# Benchmark MedGemma 4B on Entity Resolution

Evaluate **MedGemma 4B** (medical-domain Gemma) on the same 338 entity resolution test pairs
used for Gemma 1B benchmarks. Goal: does domain-specific pretraining help without any fine-tuning?

**Setup:**
- Model: `medgemma:1.5-4b-fast` via Ollama (F16, thinking suppressed)
- Ollama's OpenAI-compatible API at `http://localhost:11434/v1/`
- Test set: 338 pairs (169 match + 169 non-match) from HF Hub

**Note:** We use the `-fast` variant which suppresses thinking tokens, so the model
responds directly with True/False. The Gemma 1B baseline used transformers directly,
so this isn't perfectly apples-to-apples — but MedGemma 4B in float16 doesn't work
on MPS (produces only pad tokens), so Ollama is the practical option.

## 1. Setup & Imports

In [1]:
# !pip install openai datasets scikit-learn

import os
import re
import time

import numpy as np
from openai import OpenAI
from datasets import load_dataset
from sklearn.metrics import (
    accuracy_score, precision_score, recall_score, f1_score, confusion_matrix
)

OLLAMA_MODEL = "medgemma:1.5-4b"
client = OpenAI(base_url="http://localhost:11434/v1/", api_key="ollama")

# Quick smoke test
resp = client.chat.completions.create(
    model=OLLAMA_MODEL,
    messages=[{"role": "user", "content": "Is 2+2=4? Answer True or False only."}],
    max_tokens=1024,
)
print(f"Model: {OLLAMA_MODEL}")
print(f"Smoke test response ({len(resp.choices[0].message.content)} chars):")
print(resp.choices[0].message.content)

Model: medgemma:1.5-4b
Smoke test response (508 chars):
<unused94>thought
1.  **Identify the core question:** The user is asking if the mathematical statement "2 + 2 = 4" is true or false.
2.  **Recall basic arithmetic:** Access knowledge about the rules of addition.
3.  **Evaluate the statement:** 2 plus 2 equals 4. This is a fundamental, universally accepted mathematical fact.
4.  **Determine the truth value:** The statement is correct.
5.  **Format the answer:** The user requested "True or False only".
6.  **Provide the final answer:** True.<unused95>True


## 2. Load Test Set from HF Hub

In [2]:
DATASET_REPO = "abicyclerider/entity-resolution-pairs"

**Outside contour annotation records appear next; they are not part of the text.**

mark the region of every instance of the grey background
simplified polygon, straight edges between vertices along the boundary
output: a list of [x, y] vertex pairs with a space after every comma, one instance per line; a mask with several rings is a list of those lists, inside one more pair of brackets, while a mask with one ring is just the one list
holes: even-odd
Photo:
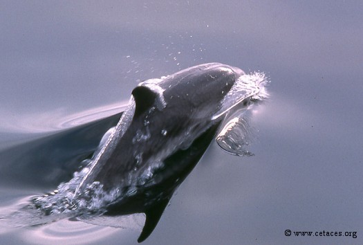
[[[360, 1], [1, 1], [0, 143], [122, 103], [139, 81], [193, 65], [264, 71], [271, 99], [253, 118], [255, 156], [214, 144], [145, 244], [361, 243], [362, 12]], [[79, 225], [62, 222], [53, 225], [59, 237], [43, 228], [0, 241], [138, 236], [91, 226], [75, 235]], [[286, 237], [286, 229], [357, 238]]]

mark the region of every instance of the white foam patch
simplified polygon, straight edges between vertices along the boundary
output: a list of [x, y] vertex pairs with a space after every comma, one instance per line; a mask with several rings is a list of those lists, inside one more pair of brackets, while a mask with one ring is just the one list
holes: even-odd
[[[236, 80], [231, 90], [224, 97], [220, 109], [213, 116], [212, 120], [225, 114], [245, 99], [250, 98], [254, 100], [254, 102], [265, 100], [268, 98], [266, 89], [268, 84], [269, 81], [263, 73], [256, 72], [242, 75]], [[246, 107], [248, 105], [246, 105]]]

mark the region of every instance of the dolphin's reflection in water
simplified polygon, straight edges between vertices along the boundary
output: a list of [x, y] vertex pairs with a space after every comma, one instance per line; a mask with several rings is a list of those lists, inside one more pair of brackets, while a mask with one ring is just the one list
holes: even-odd
[[218, 63], [141, 82], [84, 167], [10, 218], [19, 226], [71, 218], [116, 227], [145, 219], [144, 241], [213, 138], [229, 153], [252, 155], [246, 112], [267, 98], [267, 84], [263, 73]]

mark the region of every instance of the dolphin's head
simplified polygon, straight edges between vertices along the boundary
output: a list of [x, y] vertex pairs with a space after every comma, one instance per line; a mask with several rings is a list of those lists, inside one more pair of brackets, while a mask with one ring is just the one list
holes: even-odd
[[248, 134], [245, 112], [268, 97], [267, 84], [263, 73], [246, 74], [220, 63], [201, 64], [140, 83], [132, 92], [135, 116], [154, 107], [167, 109], [170, 118], [175, 115], [180, 120], [176, 124], [222, 122], [218, 145], [229, 153], [248, 156], [244, 149]]

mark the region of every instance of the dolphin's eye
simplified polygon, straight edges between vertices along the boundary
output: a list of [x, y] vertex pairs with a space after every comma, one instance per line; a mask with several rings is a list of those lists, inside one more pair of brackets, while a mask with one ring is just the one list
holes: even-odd
[[249, 98], [243, 100], [243, 106], [244, 107], [247, 107], [249, 105], [250, 105], [250, 99]]

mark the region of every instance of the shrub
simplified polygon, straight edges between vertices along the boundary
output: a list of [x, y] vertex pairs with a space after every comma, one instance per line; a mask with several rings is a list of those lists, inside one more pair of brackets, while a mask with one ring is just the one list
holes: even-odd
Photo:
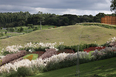
[[27, 56], [24, 59], [29, 59], [31, 61], [33, 59], [33, 55]]
[[19, 77], [26, 77], [26, 76], [31, 76], [33, 75], [33, 71], [30, 69], [30, 68], [27, 68], [27, 67], [19, 67], [18, 70], [17, 70], [17, 75]]

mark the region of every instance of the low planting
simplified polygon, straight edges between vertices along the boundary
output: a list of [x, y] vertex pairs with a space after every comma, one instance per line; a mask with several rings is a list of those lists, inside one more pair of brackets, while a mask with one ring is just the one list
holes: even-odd
[[82, 23], [80, 25], [84, 25], [84, 26], [100, 26], [100, 27], [104, 27], [104, 28], [108, 28], [108, 29], [116, 29], [115, 25], [108, 25], [108, 24], [103, 24], [103, 23]]
[[[115, 41], [110, 40], [110, 42], [115, 42]], [[5, 50], [7, 50], [6, 52], [9, 52], [9, 53], [17, 53], [21, 49], [27, 50], [27, 53], [32, 53], [33, 51], [35, 51], [35, 49], [39, 49], [39, 47], [43, 49], [54, 49], [57, 52], [60, 50], [64, 50], [64, 49], [72, 49], [74, 50], [75, 53], [62, 52], [59, 54], [52, 55], [51, 57], [48, 57], [48, 58], [46, 57], [42, 59], [40, 57], [34, 60], [33, 60], [34, 55], [29, 54], [26, 57], [24, 57], [25, 59], [15, 62], [14, 64], [7, 63], [5, 65], [2, 65], [0, 67], [1, 75], [6, 75], [7, 73], [9, 74], [9, 76], [18, 74], [20, 72], [18, 71], [18, 69], [23, 68], [23, 67], [24, 67], [23, 70], [25, 70], [25, 68], [30, 69], [31, 75], [40, 73], [40, 72], [46, 72], [46, 71], [55, 70], [59, 68], [69, 67], [69, 66], [73, 66], [77, 64], [77, 58], [79, 58], [79, 63], [83, 64], [83, 63], [90, 62], [90, 61], [116, 57], [116, 47], [103, 47], [102, 48], [102, 47], [96, 47], [98, 46], [96, 44], [79, 45], [80, 50], [82, 50], [79, 52], [77, 52], [76, 50], [78, 48], [78, 45], [77, 46], [64, 46], [63, 44], [56, 45], [56, 43], [27, 43], [24, 46], [20, 46], [20, 45], [17, 45], [17, 46], [11, 46], [11, 49], [10, 47], [8, 47], [8, 49], [3, 49], [2, 53], [4, 54]], [[91, 53], [88, 53], [86, 51], [84, 52], [84, 49], [86, 48], [89, 49], [90, 47], [91, 48], [94, 47], [94, 50], [95, 48], [96, 50]], [[17, 51], [14, 51], [15, 48], [17, 49]], [[49, 52], [49, 51], [46, 51], [46, 52]], [[21, 73], [23, 75], [23, 72]], [[30, 76], [30, 74], [25, 73], [24, 76]]]
[[[31, 58], [31, 59], [30, 59]], [[38, 58], [38, 54], [27, 54], [23, 59], [35, 60]]]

print(f"Loading dataset from {DATASET_REPO}...")
dataset = load_dataset(DATASET_REPO)

# Extract test prompts and labels
test_prompts = []
test_labels = []
for example in dataset["test"]:
    test_prompts.append(example["messages"][0]["content"])
    test_labels.append(example["messages"][1]["content"] == "True")

n_match = sum(test_labels)
n_non = len(test_labels) - n_match
print(f"\nDataset splits:")
print(f"  Train: {len(dataset['train'])}")
print(f"  Eval:  {len(dataset['eval'])}")
print(f"  Test:  {len(dataset['test'])} ({n_match} match + {n_non} non-match)")

Loading dataset from abicyclerider/entity-resolution-pairs...

Dataset splits:
  Train: 1568
  Eval:  336
  Test:  338 (169 match + 169 non-match)


## 3. Helper Functions

In [3]:
from tqdm.notebook import tqdm


def extract_answer(text):
    """Strip MedGemma thinking tokens from response.

    MedGemma outputs `<unused94>thought...` then `<unused95>` before the actual answer.
    If the closing tag is missing (truncated), strip everything from <unused94> onward.
    """
    # First try to strip a complete thinking block
    cleaned = re.sub(r'<unused94>.*?<unused95>', '', text, flags=re.DOTALL)
    # If <unused94> is still present, the block was truncated — strip from there to end
    cleaned = re.sub(r'<unused94>.*', '', cleaned, flags=re.DOTALL)
    return cleaned.strip()


def predict_match(client, model, prompt):
    """Predict whether two medical records match via Ollama API."""
    resp = client.chat.completions.create(
        model=model,
        messages=[{"role": "user", "content": prompt}],
        max_tokens=2048,
        temperature=0,
    )
    raw = resp.choices[0].message.content
    response = extract_answer(raw).lower()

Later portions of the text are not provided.